The challenge we identified very early on was that the focus was simply on people who were dying, understandably, and that's who needed to be protected. But we quickly tried to shift the focus to the fact that if we didn't do something to prioritize uniquely vulnerable groups, and if they weren't unusually isolated in a way that many families would say, as it extended, bordered on cruelty, they would eventually be the next victims in a second, third or fourth wave. The only reason, again, we haven't seen that is they've been extremely isolated. We need to shift how we are viewing these priorities.

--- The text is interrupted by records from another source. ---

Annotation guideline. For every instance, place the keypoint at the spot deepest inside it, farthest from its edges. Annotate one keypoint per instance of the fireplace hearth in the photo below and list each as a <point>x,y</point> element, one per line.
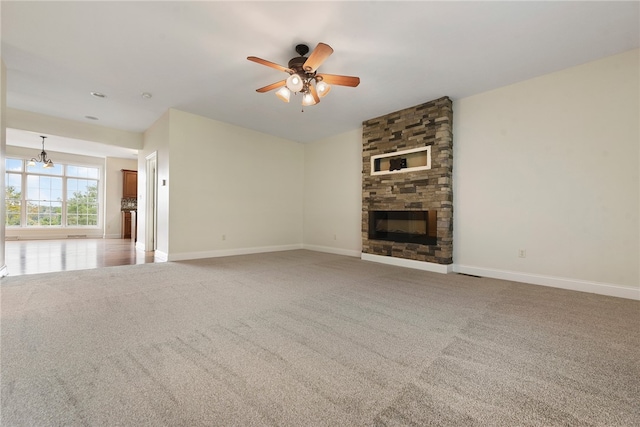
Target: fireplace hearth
<point>407,212</point>
<point>403,226</point>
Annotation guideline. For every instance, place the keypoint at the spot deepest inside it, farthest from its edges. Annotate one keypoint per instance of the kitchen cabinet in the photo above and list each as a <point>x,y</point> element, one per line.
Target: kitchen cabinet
<point>129,184</point>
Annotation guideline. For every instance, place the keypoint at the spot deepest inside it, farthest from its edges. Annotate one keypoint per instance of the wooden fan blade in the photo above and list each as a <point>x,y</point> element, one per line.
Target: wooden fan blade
<point>334,79</point>
<point>317,57</point>
<point>272,86</point>
<point>314,93</point>
<point>268,63</point>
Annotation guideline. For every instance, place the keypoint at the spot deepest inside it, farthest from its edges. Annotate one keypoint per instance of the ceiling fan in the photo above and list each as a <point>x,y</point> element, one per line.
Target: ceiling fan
<point>303,76</point>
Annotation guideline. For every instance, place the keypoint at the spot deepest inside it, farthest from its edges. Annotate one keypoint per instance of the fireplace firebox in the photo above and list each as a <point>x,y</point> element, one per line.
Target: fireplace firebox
<point>404,226</point>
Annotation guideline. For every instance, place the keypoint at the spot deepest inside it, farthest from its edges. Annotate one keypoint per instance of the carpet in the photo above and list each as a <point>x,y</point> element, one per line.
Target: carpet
<point>302,338</point>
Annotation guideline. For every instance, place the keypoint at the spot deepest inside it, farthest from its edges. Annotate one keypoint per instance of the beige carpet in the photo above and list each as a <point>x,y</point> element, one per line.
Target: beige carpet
<point>302,338</point>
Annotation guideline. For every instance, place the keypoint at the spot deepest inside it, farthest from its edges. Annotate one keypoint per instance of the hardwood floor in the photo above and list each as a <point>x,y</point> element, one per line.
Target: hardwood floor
<point>43,256</point>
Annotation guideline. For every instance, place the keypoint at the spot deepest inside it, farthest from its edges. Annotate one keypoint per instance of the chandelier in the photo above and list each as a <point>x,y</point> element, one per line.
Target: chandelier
<point>42,158</point>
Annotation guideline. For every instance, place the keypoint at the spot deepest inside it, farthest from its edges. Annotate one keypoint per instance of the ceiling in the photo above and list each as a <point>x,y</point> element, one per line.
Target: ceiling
<point>192,56</point>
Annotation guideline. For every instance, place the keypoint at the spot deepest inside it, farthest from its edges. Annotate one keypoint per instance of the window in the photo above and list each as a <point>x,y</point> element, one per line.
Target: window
<point>62,196</point>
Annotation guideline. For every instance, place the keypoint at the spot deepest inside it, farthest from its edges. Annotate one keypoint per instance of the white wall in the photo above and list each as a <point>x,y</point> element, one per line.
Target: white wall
<point>3,144</point>
<point>35,122</point>
<point>233,182</point>
<point>156,139</point>
<point>333,194</point>
<point>550,165</point>
<point>113,194</point>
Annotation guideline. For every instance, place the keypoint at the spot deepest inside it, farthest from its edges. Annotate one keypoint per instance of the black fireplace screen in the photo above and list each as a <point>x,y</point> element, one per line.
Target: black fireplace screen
<point>403,226</point>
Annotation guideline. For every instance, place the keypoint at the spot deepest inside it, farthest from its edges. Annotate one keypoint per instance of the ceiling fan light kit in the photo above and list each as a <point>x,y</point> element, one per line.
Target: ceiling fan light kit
<point>303,76</point>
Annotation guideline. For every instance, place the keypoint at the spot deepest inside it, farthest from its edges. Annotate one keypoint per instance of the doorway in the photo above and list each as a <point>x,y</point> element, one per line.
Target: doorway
<point>151,211</point>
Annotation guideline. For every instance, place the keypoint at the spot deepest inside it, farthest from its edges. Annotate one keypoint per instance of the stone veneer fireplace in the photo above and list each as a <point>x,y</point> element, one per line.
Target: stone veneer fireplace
<point>407,159</point>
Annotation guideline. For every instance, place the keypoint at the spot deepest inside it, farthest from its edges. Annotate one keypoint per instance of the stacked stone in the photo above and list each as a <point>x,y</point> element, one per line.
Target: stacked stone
<point>426,190</point>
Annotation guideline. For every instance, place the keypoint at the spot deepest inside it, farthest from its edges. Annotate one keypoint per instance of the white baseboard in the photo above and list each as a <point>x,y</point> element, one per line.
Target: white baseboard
<point>230,252</point>
<point>554,282</point>
<point>159,256</point>
<point>409,263</point>
<point>330,250</point>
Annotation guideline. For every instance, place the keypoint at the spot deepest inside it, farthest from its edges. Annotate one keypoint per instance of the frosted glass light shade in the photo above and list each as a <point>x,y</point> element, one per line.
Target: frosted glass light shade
<point>307,100</point>
<point>322,88</point>
<point>295,83</point>
<point>284,94</point>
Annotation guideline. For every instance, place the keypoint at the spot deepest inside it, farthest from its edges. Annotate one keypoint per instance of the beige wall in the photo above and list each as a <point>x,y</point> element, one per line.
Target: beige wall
<point>550,165</point>
<point>333,194</point>
<point>3,144</point>
<point>233,182</point>
<point>156,140</point>
<point>30,121</point>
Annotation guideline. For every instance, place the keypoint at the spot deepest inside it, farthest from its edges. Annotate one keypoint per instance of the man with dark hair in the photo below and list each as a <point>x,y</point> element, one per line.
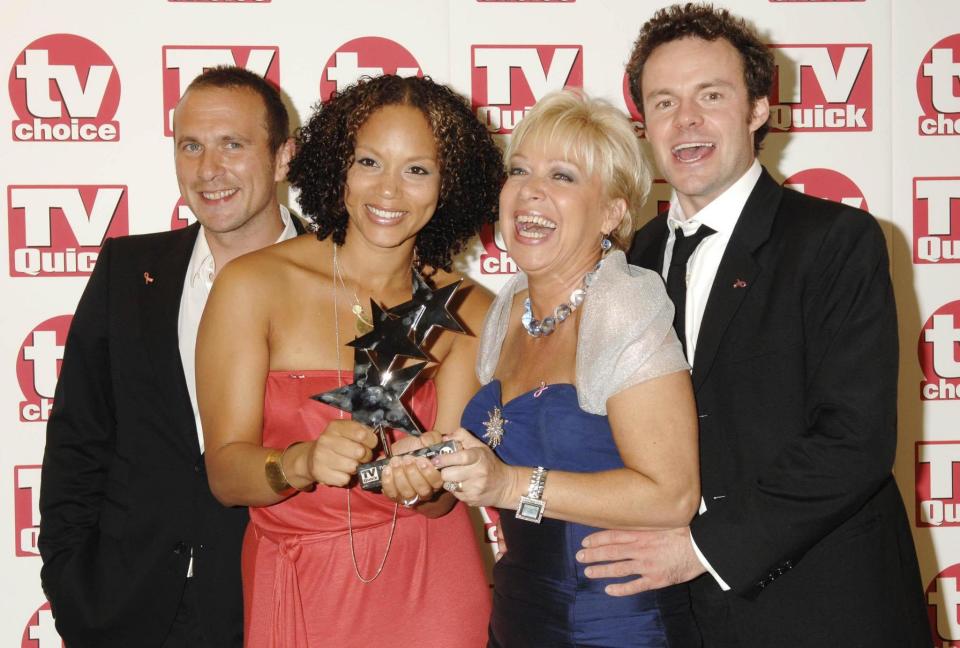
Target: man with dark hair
<point>136,551</point>
<point>785,309</point>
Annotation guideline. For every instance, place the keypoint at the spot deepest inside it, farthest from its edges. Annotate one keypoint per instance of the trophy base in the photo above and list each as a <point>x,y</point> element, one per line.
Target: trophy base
<point>370,473</point>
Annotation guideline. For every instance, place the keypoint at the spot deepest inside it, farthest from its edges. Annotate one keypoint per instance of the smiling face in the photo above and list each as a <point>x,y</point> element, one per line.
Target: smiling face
<point>699,119</point>
<point>552,212</point>
<point>393,184</point>
<point>225,168</point>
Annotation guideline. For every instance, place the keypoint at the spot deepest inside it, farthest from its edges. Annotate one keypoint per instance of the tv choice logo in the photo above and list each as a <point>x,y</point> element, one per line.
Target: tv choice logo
<point>829,185</point>
<point>822,88</point>
<point>183,63</point>
<point>182,216</point>
<point>939,354</point>
<point>936,220</point>
<point>41,631</point>
<point>366,56</point>
<point>658,200</point>
<point>26,509</point>
<point>943,607</point>
<point>938,88</point>
<point>57,231</point>
<point>632,109</point>
<point>38,367</point>
<point>507,80</point>
<point>937,478</point>
<point>64,88</point>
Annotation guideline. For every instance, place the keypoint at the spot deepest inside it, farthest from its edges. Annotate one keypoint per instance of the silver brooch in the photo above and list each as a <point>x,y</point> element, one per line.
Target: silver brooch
<point>494,426</point>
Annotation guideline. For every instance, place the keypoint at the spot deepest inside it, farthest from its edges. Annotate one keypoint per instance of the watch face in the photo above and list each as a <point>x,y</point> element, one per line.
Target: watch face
<point>530,509</point>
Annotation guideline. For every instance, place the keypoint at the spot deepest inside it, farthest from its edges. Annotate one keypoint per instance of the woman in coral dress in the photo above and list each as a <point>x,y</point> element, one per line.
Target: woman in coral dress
<point>395,174</point>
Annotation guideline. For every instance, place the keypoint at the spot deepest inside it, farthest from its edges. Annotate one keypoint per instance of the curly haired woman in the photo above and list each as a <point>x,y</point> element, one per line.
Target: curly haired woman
<point>395,173</point>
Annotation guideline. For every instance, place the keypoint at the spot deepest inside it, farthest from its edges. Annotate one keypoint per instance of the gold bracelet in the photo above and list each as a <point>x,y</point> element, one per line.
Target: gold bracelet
<point>276,478</point>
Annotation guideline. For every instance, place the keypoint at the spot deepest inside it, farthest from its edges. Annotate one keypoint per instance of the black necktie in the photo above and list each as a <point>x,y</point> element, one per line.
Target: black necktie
<point>683,247</point>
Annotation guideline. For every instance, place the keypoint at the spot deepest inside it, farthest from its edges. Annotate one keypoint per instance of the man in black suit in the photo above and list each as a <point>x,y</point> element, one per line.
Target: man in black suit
<point>785,307</point>
<point>136,551</point>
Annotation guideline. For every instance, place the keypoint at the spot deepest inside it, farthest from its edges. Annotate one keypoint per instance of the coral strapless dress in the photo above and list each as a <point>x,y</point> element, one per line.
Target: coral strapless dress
<point>541,596</point>
<point>300,586</point>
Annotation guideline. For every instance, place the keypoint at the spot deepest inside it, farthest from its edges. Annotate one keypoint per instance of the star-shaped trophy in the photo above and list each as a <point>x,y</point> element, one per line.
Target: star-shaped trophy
<point>390,337</point>
<point>374,397</point>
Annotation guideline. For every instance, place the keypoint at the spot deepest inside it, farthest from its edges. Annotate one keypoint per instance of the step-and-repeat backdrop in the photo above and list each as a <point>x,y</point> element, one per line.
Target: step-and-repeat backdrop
<point>865,110</point>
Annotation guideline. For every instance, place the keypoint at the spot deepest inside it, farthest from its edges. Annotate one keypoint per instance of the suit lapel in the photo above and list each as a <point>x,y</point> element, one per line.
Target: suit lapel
<point>737,271</point>
<point>160,306</point>
<point>649,245</point>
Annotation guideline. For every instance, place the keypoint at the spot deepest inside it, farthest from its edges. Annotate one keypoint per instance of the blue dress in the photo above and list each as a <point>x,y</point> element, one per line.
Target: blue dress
<point>541,596</point>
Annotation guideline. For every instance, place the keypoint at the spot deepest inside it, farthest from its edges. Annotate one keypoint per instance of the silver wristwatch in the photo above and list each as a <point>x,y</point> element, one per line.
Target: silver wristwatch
<point>531,505</point>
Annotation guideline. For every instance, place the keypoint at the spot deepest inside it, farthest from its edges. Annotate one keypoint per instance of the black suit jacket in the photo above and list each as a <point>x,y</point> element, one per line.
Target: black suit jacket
<point>124,499</point>
<point>795,377</point>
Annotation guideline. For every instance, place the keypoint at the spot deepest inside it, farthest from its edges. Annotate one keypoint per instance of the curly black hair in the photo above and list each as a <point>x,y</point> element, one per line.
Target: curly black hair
<point>231,76</point>
<point>471,165</point>
<point>699,20</point>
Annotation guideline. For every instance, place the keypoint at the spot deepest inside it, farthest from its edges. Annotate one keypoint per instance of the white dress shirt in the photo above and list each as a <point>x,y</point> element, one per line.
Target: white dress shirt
<point>720,215</point>
<point>196,289</point>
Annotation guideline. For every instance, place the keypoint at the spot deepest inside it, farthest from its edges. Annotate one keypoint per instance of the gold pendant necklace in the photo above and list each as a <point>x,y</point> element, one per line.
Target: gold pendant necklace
<point>363,324</point>
<point>357,311</point>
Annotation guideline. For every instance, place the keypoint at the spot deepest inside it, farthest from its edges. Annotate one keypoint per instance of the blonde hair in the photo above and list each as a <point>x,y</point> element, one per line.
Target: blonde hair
<point>601,139</point>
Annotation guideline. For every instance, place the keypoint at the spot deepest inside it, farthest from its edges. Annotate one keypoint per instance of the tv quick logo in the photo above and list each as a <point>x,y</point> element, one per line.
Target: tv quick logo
<point>507,80</point>
<point>937,476</point>
<point>829,185</point>
<point>943,606</point>
<point>57,231</point>
<point>494,258</point>
<point>938,88</point>
<point>939,354</point>
<point>26,509</point>
<point>365,56</point>
<point>182,216</point>
<point>40,631</point>
<point>64,88</point>
<point>182,64</point>
<point>38,367</point>
<point>936,220</point>
<point>822,88</point>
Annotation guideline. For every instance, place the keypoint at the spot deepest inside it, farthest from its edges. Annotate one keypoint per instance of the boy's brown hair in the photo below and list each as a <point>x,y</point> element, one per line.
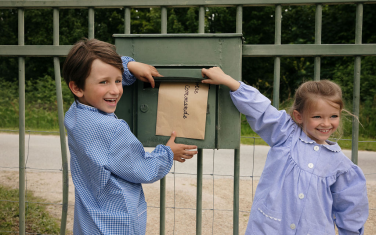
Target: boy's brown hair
<point>77,66</point>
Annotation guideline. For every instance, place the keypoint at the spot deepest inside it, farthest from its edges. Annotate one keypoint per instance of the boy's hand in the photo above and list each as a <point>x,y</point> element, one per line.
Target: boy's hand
<point>143,72</point>
<point>216,76</point>
<point>180,150</point>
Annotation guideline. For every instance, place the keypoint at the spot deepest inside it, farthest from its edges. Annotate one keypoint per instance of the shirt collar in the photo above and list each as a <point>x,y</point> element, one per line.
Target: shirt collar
<point>93,109</point>
<point>332,146</point>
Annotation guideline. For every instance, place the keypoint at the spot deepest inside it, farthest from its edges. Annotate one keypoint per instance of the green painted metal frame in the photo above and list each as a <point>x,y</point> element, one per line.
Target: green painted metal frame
<point>277,50</point>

One of the key issues we've had is that despite Down syndrome being a very well known but smaller disability, there's often this gatekeeping that comes up. Persons with disabilities find this problem a lot, where they have to do an unusual amount of proving that they have a disability. There were unique vulnerabilities that we felt, at the beginning, should have been easily identified by the medical community and national leading organizations that focus on immunization priorities, and a recognition that some of the larger questions were more complicated. I would describe it, frankly, as low-hanging fruit; and Down syndrome would be one of those disabilities that could have easily been identified long before it was. The community should not have had to fight for the vulnerability that was so obvious, not just to people in the communities themselves, but in the broader community as well, generally speaking.